Face.com, the Israel-based facial recognition maker, and the recent acquisition of Facebook, has suffered a big security flaw in its functionality, resulting in hijacking of the Facebook and Twitter accounts of users. The popular Face.com mobile app KLIK that lets users tag faces in photos using Facebook allowed almost anyone to hack the Facebook and Twitter accounts of KLIK’s users. The security hole was discovered by Ashkan Soltani, an independent researcher specializing in consumer privacy and internet security.
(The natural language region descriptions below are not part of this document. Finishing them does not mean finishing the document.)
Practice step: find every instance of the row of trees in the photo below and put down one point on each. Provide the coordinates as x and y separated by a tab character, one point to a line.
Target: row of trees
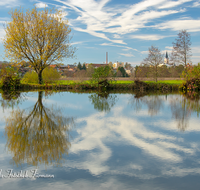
43	37
180	55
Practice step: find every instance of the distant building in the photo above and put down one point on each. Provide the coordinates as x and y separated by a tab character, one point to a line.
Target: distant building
95	65
118	64
166	60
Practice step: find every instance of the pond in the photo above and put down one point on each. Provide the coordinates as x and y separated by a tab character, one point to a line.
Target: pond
99	141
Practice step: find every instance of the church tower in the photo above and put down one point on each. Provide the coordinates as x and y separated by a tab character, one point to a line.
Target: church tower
166	60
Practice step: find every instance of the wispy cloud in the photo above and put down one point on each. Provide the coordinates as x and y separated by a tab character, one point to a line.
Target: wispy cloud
170	4
148	37
126	47
9	3
41	5
127	54
176	25
100	20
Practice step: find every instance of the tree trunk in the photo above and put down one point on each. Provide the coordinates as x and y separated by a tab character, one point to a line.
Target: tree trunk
40	81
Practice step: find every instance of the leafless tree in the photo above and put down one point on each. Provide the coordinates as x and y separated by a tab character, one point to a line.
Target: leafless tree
154	59
181	51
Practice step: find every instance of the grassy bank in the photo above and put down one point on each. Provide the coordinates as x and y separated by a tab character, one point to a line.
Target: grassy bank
166	85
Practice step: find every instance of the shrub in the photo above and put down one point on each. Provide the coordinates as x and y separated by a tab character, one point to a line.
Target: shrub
192	76
49	75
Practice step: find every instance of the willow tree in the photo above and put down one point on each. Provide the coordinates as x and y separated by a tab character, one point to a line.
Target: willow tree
38	37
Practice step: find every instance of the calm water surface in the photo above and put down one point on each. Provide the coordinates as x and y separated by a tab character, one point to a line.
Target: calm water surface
99	141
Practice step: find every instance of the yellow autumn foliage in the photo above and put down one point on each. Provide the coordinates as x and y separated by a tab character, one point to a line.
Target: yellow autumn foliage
38	37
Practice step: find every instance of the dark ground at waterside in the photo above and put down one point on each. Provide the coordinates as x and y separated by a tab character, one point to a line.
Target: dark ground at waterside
148	85
142	86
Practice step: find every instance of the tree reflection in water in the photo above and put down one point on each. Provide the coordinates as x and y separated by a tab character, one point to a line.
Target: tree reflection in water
10	98
103	101
153	102
181	106
38	136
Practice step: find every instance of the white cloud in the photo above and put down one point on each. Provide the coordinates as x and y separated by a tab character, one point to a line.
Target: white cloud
114	45
100	20
196	4
176	25
170	4
9	3
148	37
41	5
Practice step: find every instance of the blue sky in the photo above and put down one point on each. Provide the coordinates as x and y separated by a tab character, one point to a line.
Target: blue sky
125	29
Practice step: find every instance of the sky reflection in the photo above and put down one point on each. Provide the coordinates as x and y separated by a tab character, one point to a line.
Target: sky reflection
122	147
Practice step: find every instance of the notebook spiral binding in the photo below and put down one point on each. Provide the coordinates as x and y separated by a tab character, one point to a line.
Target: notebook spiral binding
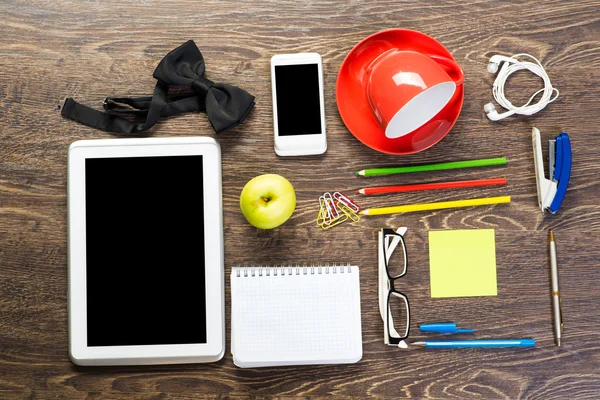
295	269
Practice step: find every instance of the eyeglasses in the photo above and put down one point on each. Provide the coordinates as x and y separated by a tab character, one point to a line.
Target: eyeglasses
393	305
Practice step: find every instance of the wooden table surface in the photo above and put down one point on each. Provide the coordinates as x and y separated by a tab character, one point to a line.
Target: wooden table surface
91	49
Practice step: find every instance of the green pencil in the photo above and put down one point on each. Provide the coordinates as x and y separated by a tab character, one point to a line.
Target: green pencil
432	167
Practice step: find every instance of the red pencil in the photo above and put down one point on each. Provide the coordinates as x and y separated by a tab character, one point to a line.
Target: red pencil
432	186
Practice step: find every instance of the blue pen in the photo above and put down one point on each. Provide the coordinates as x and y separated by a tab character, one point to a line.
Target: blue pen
475	343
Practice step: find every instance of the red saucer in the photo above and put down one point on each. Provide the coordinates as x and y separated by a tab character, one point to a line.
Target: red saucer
353	105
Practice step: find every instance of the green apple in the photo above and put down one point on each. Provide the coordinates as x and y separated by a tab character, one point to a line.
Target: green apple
267	201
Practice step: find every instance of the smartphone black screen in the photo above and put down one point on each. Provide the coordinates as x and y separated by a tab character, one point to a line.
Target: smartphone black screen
298	100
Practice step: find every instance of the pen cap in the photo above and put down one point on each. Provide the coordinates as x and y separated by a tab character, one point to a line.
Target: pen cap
443	327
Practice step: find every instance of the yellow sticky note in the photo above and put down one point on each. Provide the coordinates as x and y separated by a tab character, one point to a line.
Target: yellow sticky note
462	263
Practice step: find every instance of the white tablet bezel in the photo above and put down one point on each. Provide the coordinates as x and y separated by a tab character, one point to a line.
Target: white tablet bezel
213	350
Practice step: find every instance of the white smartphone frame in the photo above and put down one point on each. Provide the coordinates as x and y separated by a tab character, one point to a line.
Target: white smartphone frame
298	145
214	348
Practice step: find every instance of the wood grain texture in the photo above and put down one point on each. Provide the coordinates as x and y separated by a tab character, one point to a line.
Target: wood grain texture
91	49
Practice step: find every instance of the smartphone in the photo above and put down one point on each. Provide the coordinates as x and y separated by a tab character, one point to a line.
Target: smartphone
298	104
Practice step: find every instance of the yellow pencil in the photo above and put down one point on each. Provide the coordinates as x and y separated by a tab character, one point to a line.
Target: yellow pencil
436	206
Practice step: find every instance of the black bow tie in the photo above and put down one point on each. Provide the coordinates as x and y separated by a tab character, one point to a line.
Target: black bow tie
226	106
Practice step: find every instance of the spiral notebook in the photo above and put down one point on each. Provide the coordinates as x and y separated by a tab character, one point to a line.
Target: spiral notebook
295	315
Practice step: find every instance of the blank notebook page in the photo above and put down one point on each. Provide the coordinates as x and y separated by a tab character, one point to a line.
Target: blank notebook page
299	316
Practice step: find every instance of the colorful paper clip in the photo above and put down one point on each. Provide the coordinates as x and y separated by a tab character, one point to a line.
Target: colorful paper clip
336	209
345	200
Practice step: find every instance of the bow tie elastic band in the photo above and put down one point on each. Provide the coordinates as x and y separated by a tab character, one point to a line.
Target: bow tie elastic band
225	105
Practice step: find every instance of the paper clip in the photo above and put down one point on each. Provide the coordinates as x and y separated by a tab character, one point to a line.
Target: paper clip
336	209
349	212
322	217
342	198
330	205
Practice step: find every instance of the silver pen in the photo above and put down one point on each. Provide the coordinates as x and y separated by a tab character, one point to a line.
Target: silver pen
556	302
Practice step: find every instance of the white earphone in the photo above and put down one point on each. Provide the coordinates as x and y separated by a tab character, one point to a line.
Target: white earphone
511	65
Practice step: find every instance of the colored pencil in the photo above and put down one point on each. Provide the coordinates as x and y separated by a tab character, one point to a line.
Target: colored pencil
436	206
432	186
432	167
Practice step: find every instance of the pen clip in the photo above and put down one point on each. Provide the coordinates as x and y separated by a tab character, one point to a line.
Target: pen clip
560	308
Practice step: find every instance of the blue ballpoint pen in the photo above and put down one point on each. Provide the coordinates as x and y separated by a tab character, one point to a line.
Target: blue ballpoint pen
475	343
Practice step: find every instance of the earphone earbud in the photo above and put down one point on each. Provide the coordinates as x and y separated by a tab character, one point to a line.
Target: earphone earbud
511	66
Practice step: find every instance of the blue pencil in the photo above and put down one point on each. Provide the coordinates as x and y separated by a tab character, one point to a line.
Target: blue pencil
475	343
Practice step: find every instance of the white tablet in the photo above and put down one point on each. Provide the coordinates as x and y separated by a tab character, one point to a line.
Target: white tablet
145	251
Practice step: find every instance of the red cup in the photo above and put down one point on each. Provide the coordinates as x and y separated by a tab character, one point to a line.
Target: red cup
406	89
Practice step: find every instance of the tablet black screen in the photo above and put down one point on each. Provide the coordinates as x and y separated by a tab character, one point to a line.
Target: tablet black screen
145	251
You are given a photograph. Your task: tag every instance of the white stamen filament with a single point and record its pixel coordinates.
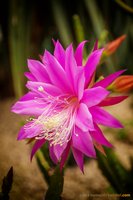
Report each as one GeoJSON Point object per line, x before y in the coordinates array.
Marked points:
{"type": "Point", "coordinates": [57, 121]}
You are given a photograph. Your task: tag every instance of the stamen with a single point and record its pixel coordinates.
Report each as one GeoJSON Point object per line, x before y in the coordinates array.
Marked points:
{"type": "Point", "coordinates": [56, 121]}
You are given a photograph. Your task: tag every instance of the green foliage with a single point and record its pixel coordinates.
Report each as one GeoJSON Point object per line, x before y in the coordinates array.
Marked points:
{"type": "Point", "coordinates": [120, 178]}
{"type": "Point", "coordinates": [6, 185]}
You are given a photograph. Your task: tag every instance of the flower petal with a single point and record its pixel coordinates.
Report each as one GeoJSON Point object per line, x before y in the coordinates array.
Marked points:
{"type": "Point", "coordinates": [71, 66]}
{"type": "Point", "coordinates": [84, 118]}
{"type": "Point", "coordinates": [30, 76]}
{"type": "Point", "coordinates": [56, 72]}
{"type": "Point", "coordinates": [29, 107]}
{"type": "Point", "coordinates": [83, 142]}
{"type": "Point", "coordinates": [43, 88]}
{"type": "Point", "coordinates": [94, 96]}
{"type": "Point", "coordinates": [79, 158]}
{"type": "Point", "coordinates": [109, 79]}
{"type": "Point", "coordinates": [79, 53]}
{"type": "Point", "coordinates": [38, 144]}
{"type": "Point", "coordinates": [52, 154]}
{"type": "Point", "coordinates": [38, 70]}
{"type": "Point", "coordinates": [29, 131]}
{"type": "Point", "coordinates": [59, 53]}
{"type": "Point", "coordinates": [65, 155]}
{"type": "Point", "coordinates": [91, 64]}
{"type": "Point", "coordinates": [102, 117]}
{"type": "Point", "coordinates": [109, 101]}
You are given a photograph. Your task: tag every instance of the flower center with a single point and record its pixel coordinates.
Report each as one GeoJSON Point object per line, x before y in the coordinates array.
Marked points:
{"type": "Point", "coordinates": [57, 121]}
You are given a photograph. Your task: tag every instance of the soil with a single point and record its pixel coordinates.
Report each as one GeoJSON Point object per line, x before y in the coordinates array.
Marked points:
{"type": "Point", "coordinates": [28, 182]}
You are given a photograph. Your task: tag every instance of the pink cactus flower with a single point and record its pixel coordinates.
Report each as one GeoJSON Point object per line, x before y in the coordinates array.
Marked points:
{"type": "Point", "coordinates": [65, 106]}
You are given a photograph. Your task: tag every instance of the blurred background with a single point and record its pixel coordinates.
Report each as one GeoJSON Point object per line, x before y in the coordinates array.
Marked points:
{"type": "Point", "coordinates": [26, 30]}
{"type": "Point", "coordinates": [27, 27]}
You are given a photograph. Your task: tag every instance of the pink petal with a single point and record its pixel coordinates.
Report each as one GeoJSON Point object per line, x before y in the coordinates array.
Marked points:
{"type": "Point", "coordinates": [102, 117]}
{"type": "Point", "coordinates": [59, 53]}
{"type": "Point", "coordinates": [38, 144]}
{"type": "Point", "coordinates": [28, 96]}
{"type": "Point", "coordinates": [94, 96]}
{"type": "Point", "coordinates": [30, 76]}
{"type": "Point", "coordinates": [79, 53]}
{"type": "Point", "coordinates": [79, 158]}
{"type": "Point", "coordinates": [109, 79]}
{"type": "Point", "coordinates": [84, 118]}
{"type": "Point", "coordinates": [38, 70]}
{"type": "Point", "coordinates": [71, 66]}
{"type": "Point", "coordinates": [65, 155]}
{"type": "Point", "coordinates": [56, 72]}
{"type": "Point", "coordinates": [83, 142]}
{"type": "Point", "coordinates": [95, 46]}
{"type": "Point", "coordinates": [109, 101]}
{"type": "Point", "coordinates": [52, 154]}
{"type": "Point", "coordinates": [91, 64]}
{"type": "Point", "coordinates": [79, 82]}
{"type": "Point", "coordinates": [98, 136]}
{"type": "Point", "coordinates": [45, 88]}
{"type": "Point", "coordinates": [29, 107]}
Here’ s what Soltani informed (Technically) about this security flaw:

“Face.com was storing Facebook/Twitter OAUTH tokens on their servers insecurely, allowing them to be queried for *any user* without restriction. Specifically, once a user signed up for KLIK, the app would store their Facebook tokens on Face.com’s server for ‘safe keeping’. Subsequent calls to https://mobile.face.com/mobileapp/getMe.json returns the Facebook “service_tokens” for any user, allowing the attacker to access photos and post as that user. If the KLIK user has linked their Twitter account to KLIK App (say, to ‘tweet’ their photos à la Instagram), their ‘service_secret’ and ‘service_token’ was also returned.”

To be precise, this vulnerability allowed access and rights to manipulate potentially private data of users, and post status updates / Tweets as that user. The entire thing happened because Face.com was storing Facebook and Twitter OAUTH authorization tokens on servers insecurely. Though Soltani discovered the flaw much earlier before it was publicized, he preferred disclosing it only after the issue was resolved. May be he did not want to create a panic among users!

Face.com was earlier a partner of Facebook, and was recently acquired by the latter one. Facebook already makes use of Face.com’s technology for real-time tagging and identifying other people in photos, which is one of the core elements of Facebook’s ongoing success.

Face.com has now confirmed the security fix, but users should still be alert. In fact, it is the best time to get rid of all the applications, which have become redundant and are of no use for you. Make sure to review all the applications that were given permission to access your account details. Internet security has become an important concern nowadays, so it’s really important to keep a check on what you are doing online and if anything is dubious.